PDA

View Full Version : vmware's sidt relocation, how?


0rp
April 27th, 2005, 04:18
hi,

ok, this is slightly offtopic, but i'm just wondering, how does vmware relocate the sidt value for guest os'es (=give guests a fake isrtable address) ?

sidt is not a priviledged instruction so it can't handle its exception.

nikolatesla20
April 27th, 2005, 05:52
It can choose to emulate the instruction when it comes thru. That's the benefit of being a vm.

-nt20

0rp
April 27th, 2005, 07:38
Quote:
[Originally Posted by nikolatesla20]It can choose to emulate the instruction when it comes thru.


and how?
nonpriviledged instructions are directly executed on the cpu and sidt does not throw a priv instr exception, thats why vmware never knows that it was executed

or i'm wrong?


btw, vmware does not work like bochs. bochs reads every byte and interprets them, vmware executes the instructions of the guest directly on the cpu and handles only exceptions to ensure the correct behaviour

doug
April 27th, 2005, 10:03
I don't know how VMware works, but some thoughts:

- It could inspect instruction before executing them, and "pass them down" directly to the CPU.
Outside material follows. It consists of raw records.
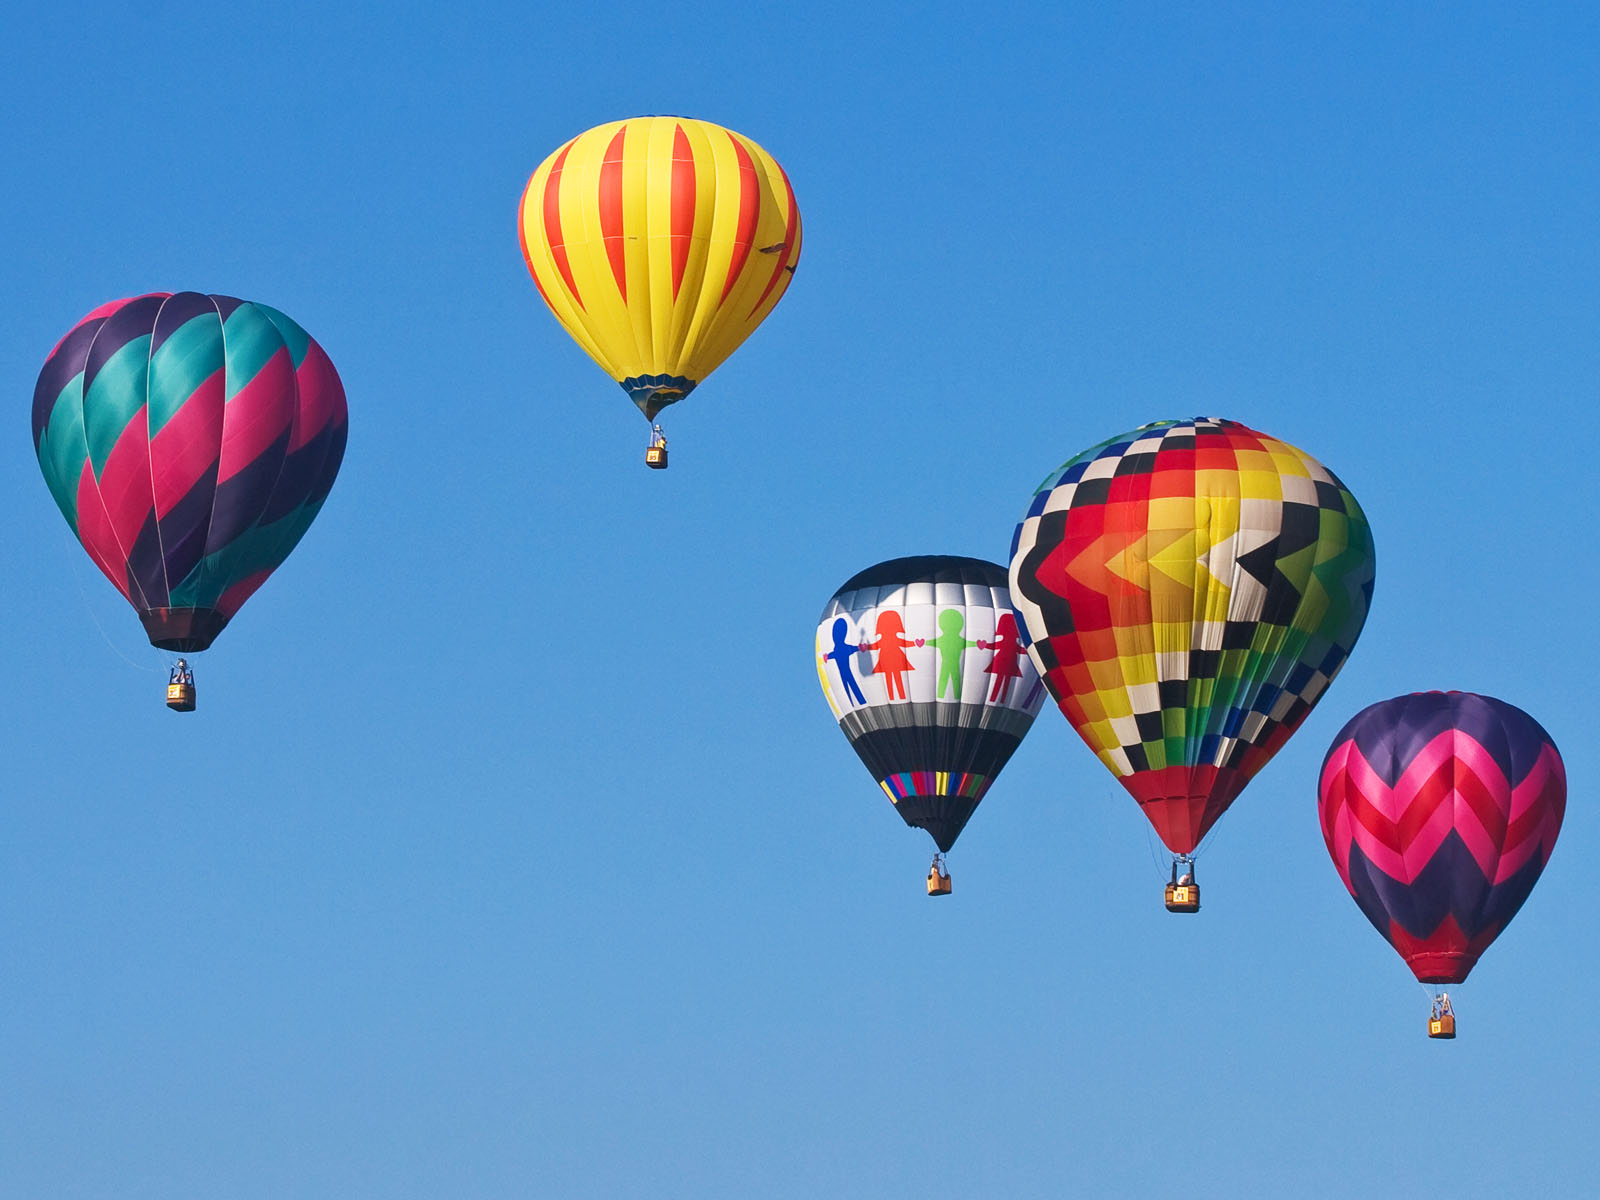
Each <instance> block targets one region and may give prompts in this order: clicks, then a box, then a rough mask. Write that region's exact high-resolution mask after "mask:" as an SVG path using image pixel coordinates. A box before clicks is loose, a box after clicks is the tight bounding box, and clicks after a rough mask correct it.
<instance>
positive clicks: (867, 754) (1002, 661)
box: [814, 555, 1045, 851]
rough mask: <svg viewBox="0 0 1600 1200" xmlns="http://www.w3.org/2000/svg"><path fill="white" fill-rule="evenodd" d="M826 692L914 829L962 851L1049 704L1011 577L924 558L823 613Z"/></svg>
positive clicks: (892, 574)
mask: <svg viewBox="0 0 1600 1200" xmlns="http://www.w3.org/2000/svg"><path fill="white" fill-rule="evenodd" d="M814 662H816V674H818V678H819V680H821V683H822V694H824V696H826V698H827V706H829V709H832V712H834V718H835V720H837V722H838V728H840V730H842V731H843V733H845V738H848V739H850V744H851V747H853V749H854V750H856V754H858V755H859V757H861V762H862V765H866V768H867V771H869V773H870V774H872V778H874V779H877V781H878V786H880V787H882V789H883V794H885V795H888V798H890V802H891V803H893V805H894V810H896V811H898V813H899V814H901V819H902V821H906V824H907V826H914V827H918V829H926V830H928V834H930V837H933V840H934V843H936V845H938V846H939V850H941V851H947V850H949V848H950V846H952V845H955V838H957V837H960V832H962V829H963V827H965V826H966V822H968V819H970V818H971V816H973V811H974V810H976V808H978V803H979V802H981V800H982V798H984V794H986V792H987V790H989V786H990V784H992V782H994V779H995V776H997V774H998V773H1000V768H1002V766H1005V765H1006V762H1008V760H1010V758H1011V754H1013V752H1014V750H1016V747H1018V742H1021V741H1022V734H1026V733H1027V730H1029V726H1032V723H1034V717H1035V715H1038V709H1040V707H1042V706H1043V702H1045V690H1043V686H1042V685H1040V682H1038V675H1035V674H1034V667H1032V664H1030V662H1029V661H1027V654H1026V653H1024V648H1022V640H1021V634H1019V630H1018V627H1016V616H1014V614H1013V611H1011V597H1010V594H1008V592H1006V584H1005V568H1003V566H1000V565H998V563H990V562H984V560H982V558H962V557H957V555H920V557H914V558H894V560H891V562H886V563H878V565H877V566H869V568H867V570H866V571H861V573H858V574H854V576H851V578H850V579H846V581H845V584H843V586H842V587H840V589H838V590H837V592H835V594H834V597H832V598H830V600H829V602H827V605H826V606H824V608H822V616H821V618H819V619H818V626H816V642H814Z"/></svg>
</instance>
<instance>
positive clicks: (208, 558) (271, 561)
mask: <svg viewBox="0 0 1600 1200" xmlns="http://www.w3.org/2000/svg"><path fill="white" fill-rule="evenodd" d="M320 509H322V501H317V502H315V504H304V506H301V507H298V509H294V512H291V514H288V515H286V517H285V518H283V520H280V522H274V523H272V525H258V526H254V528H251V530H246V531H245V533H242V534H240V536H238V538H235V539H234V541H230V542H229V544H227V546H224V547H222V549H221V550H216V552H214V554H210V555H206V557H205V558H202V560H200V562H198V563H197V565H195V568H194V570H192V571H190V573H189V574H187V576H184V579H182V581H181V582H179V584H178V586H176V587H173V589H171V597H173V598H171V603H173V606H174V608H190V606H192V608H214V606H216V603H218V600H219V598H221V597H222V592H226V590H227V589H229V587H232V586H234V584H237V582H240V581H242V579H248V578H250V576H253V574H256V573H258V571H270V570H277V568H278V566H280V565H282V563H283V560H285V558H288V557H290V550H293V549H294V547H296V546H298V544H299V539H301V538H304V536H306V530H309V528H310V523H312V520H315V517H317V512H318V510H320Z"/></svg>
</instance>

- Let the sidt execute natively, and guard/protect the pages containing the real IDT. Any read/write to the real idt (inside the guest) is translated into the guest (virtual) idt.

From my experience, protections that use the sidt instruction & modify the interrupt vectors do not work very well under VMWare. So I don't think that there's an elegant way of handling it without inspecting every instruction.

Kayaker
April 27th, 2005, 16:53
Hi,

That's an interesting question. I've had some weird results with IDT hooking under VMware as well, but never considered it could be because of communication with the "real" CPU to handle interrupts. Or as doug says they could also be handled strictly internally. If you trace a handler under VM, there doesn't *appear* to be communication outside of the virtual machine itself, but who knows what's hidden.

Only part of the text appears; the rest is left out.